Mardi 10 mars, le trafic ferroviaire national est en pleine crise après un vaste vol de câbles dans le Puy-de-Dôme. La compagnie SNCF espère retrouver l’ordre vers midi.
La nuit du lundi 9 au mardi 11 mars a vu une cinquantaine de mètres de câbles dérobés près de Riom, à quelques kilomètres de Clermont-Ferrand. Les conséquences sont immédiates : les lignes régionales et les grandes voies subissent des perturbations graves.
Les équipes SNCF Réseau ont identifié l’anomalie vers 3 heures du matin, confirmant rapidement un acte de vandalisme. « Des câbles ont été arrachés sur plusieurs dizaines de mètres », précise une source interne.
Plusieurs trajets vers le nord du pays sont en retard depuis l’aube. La ligne Clermont-Ferrand-Montluçon et Clermont-Ferrand-Vichy, ainsi que Paris-Clermont-Ferrand, subissent des retards allant jusqu’à plus de 1h30.

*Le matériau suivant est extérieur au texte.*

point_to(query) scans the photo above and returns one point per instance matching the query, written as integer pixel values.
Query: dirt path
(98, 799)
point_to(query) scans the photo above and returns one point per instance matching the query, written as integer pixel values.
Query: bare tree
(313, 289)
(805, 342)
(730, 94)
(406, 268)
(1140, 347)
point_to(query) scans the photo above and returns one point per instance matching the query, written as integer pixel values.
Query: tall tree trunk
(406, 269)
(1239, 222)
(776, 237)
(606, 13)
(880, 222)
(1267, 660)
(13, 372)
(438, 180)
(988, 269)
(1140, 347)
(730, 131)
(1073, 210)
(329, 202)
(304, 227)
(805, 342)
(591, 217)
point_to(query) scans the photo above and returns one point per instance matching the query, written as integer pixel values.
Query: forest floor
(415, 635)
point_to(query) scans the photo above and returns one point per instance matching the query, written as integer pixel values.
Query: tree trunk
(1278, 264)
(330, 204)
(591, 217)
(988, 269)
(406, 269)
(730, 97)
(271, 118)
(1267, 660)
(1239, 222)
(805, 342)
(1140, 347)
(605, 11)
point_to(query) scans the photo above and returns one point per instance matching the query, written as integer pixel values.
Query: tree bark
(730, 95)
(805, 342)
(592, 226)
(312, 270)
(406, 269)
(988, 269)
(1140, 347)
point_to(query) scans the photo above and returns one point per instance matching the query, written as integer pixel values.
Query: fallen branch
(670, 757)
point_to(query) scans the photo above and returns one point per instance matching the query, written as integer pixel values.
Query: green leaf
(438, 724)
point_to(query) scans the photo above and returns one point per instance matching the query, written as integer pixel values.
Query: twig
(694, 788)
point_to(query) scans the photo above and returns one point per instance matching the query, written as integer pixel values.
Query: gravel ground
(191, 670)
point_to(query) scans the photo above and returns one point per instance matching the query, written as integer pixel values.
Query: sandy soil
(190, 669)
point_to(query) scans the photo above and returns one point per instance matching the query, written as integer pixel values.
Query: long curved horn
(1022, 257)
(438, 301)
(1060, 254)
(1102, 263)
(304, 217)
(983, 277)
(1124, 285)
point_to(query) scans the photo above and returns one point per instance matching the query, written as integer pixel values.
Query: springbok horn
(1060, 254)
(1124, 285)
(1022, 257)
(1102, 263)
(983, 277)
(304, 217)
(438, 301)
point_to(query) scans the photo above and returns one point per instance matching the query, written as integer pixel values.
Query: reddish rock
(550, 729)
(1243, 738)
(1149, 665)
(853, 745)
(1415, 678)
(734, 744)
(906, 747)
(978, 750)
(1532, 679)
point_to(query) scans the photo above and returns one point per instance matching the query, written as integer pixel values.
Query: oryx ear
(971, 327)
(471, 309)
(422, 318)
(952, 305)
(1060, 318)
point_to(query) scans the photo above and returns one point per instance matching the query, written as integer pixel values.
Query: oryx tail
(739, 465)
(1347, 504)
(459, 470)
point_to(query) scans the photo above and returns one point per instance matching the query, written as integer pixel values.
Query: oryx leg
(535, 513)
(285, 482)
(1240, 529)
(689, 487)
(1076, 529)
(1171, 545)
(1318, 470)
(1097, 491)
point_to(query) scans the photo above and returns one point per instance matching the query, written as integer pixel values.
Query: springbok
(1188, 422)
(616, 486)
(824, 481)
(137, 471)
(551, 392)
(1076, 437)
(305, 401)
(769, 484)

Les câbles volés étant essentiels à la sécurité du réseau, SNCF Réseau explique : « Sans ces équipements, les trains ne peuvent pas détecter leur position ou celle des autres », ce qui rend l’exploitation dangereuse. Le prix du cuivre en jeu dépasse actuellement 9 euros le kilo, un motif clé pour cet acte. Selon l’entreprise, ce type d’incident n’avait jamais eu lieu sur cette section du réseau au Puy-de-Dôme.
Pour sécuriser les lignes, SNCF a mis en place des missions nocturnes avec drones et renforce ses clôtures. Cependant, face à l’étendue du système, la surveillance reste complexe. « C’est un travail immense », admet le service, « il se peut que certaines personnes malveillantes passent entre les mailles du filet ».
Les perturbations devraient s’atténuer vers midi, mais la vigilance est devenue primordiale pour éviter de nouvelles interventions.